C’est pour cela que je dis souvent qu’il faut lire l’histoire comme une science expérimentale. Elle montre comment les sociétés réagissent ou échouent à réagir face aux défis biologiques et écologiques. Stefan Zweig l’illustre magnifiquement dans son dernier livre : l’histoire n’est pas une succession d’anecdotes mais une série d’expériences grandeur nature sur les succès et les aveuglements humains.

Une éducation solide aux sciences du vivant ferait naître des citoyennes et citoyens capables d’anticiper les écueils, de reconnaître les ressorts d’une crise, de comprendre les mécanismes simples qui permettent d’éviter des catastrophes. Bref, des citoyens utilisant la science comme solution, au lieu de la considérer comme un savoir accessoire.


Vous présidez la Fédération BioGée, qui œuvre à reconnecter la société au vivant. Dans quelle mesure cette démarche complète-t-elle votre travail scientifique et quel rôle pourrait-elle jouer dans la transition écologique et éducative du pays ?

Marc-André Selosse. En réalité, la Fédération BioGée fait partie intégrante de mon travail scientifique. Contrairement à une idée répandue, le travail du chercheur ne se termine pas avec la publication d’un article dans une revue spécialisée. La connaissance n’a de sens que si elle revient à celles et ceux qui l’ont rendue possible : les citoyens qui financent la recherche par l’impôt.

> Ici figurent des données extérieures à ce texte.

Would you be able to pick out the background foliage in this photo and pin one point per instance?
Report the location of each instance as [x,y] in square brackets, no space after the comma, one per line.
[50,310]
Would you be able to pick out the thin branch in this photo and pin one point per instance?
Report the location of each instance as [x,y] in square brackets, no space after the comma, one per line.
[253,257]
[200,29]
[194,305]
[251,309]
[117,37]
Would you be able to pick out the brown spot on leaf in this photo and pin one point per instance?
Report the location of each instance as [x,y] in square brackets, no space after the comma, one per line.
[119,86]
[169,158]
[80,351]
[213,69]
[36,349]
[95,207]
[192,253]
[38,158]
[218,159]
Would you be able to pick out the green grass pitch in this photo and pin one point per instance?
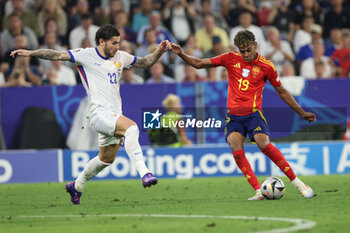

C’est pour cela que la restitution est une question centrale. Aujourd’hui, la communauté scientifique se bat pour que les publications soient en accès libre. Il faut néanmoins aller plus loin, avec une vulgarisation dite empathique, consciente des besoins réels du public, et une vulgarisation heureuse, capable de susciter le désir de comprendre. Je le répète souvent : des gens meurent aujourd’hui parce que nous n’avons pas tiré les leçons du darwinisme. On paie toujours le prix de l’ignorance des dynamiques du vivant.

BioGée représente pour moi ce « dernier kilomètre », celui qui permet de transformer la science financée par tous en un bien commun utile. Nous essayons d’en faire une source d’épanouissement humain. C’est un travail de médiation, mais aussi de transformation pour rendre la connaissance vivante, audible et surtout opérante.


Comment un mouvement citoyen comme Les Voies pourrait-il contribuer à amplifier ce travail ?

Marc-André Selosse. D’abord en faisant connaître ce que nous faisons, et en montrant sa sincérité. C’est essentiel car la confiance naît du sentiment qu’il existe une conviction authentique, un engagement réel. Je pourrais, si je le voulais, me contenter d’écrire des livres sur les champignons et leurs mystères, et cela se vendrait très bien. Mais j’ai choisi un chemin plus difficile, qui consiste à mettre la science au service du débat public. C’est la preuve qu’il existe, quelque part, une volonté de bien faire. Votre mouvement Les Voies peut aider à rendre cette volonté visible.

Ensuite, il faut convaincre par les faits. Rien n’est plus puissant qu’une démonstration rigoureuse et le savoir est contagieux quand il est bien transmis.

Enfin, il y a un enjeu très concret qu’est le financement. Bien « empaqueter » la science, c’est-à-dire produire des supports, des images, des récits, des événements, des outils pédagogiques coûte cher. Aujourd’hui, nous avons des petites mains partout, engagées, motivées. Il nous faut désormais constituer un réseau solide, capable de porter ces efforts à une autre échelle. Un mouvement citoyen comme Les Voies peut précisément jouer ce rôle pour faire réseau et amplifier ce qui n’est aujourd’hui que local ou artisanal. C’est ainsi que la science peut devenir un levier politique.




Marc-André Selosse en quelques mots

Marc-André Selosse est professeur au Muséum national d'histoire naturelle (MNHN), où il dirige des travaux de recherche consacrés aux symbioses et aux interactions entre organismes. Membre de l’Académie d’Agriculture de France, il intervient dans plusieurs institutions universitaires en Europe et en Asie. Il préside la Fédération BioGée, dédiée au rapprochement entre sciences du vivant et société, notamment dans l’enseignement. Il est l’auteur d’ouvrages vulgarisés et scientifiques reconnus, parmi lesquels Jamais seul, Les goûts et les couleurs du monde et Nature et Préjugés.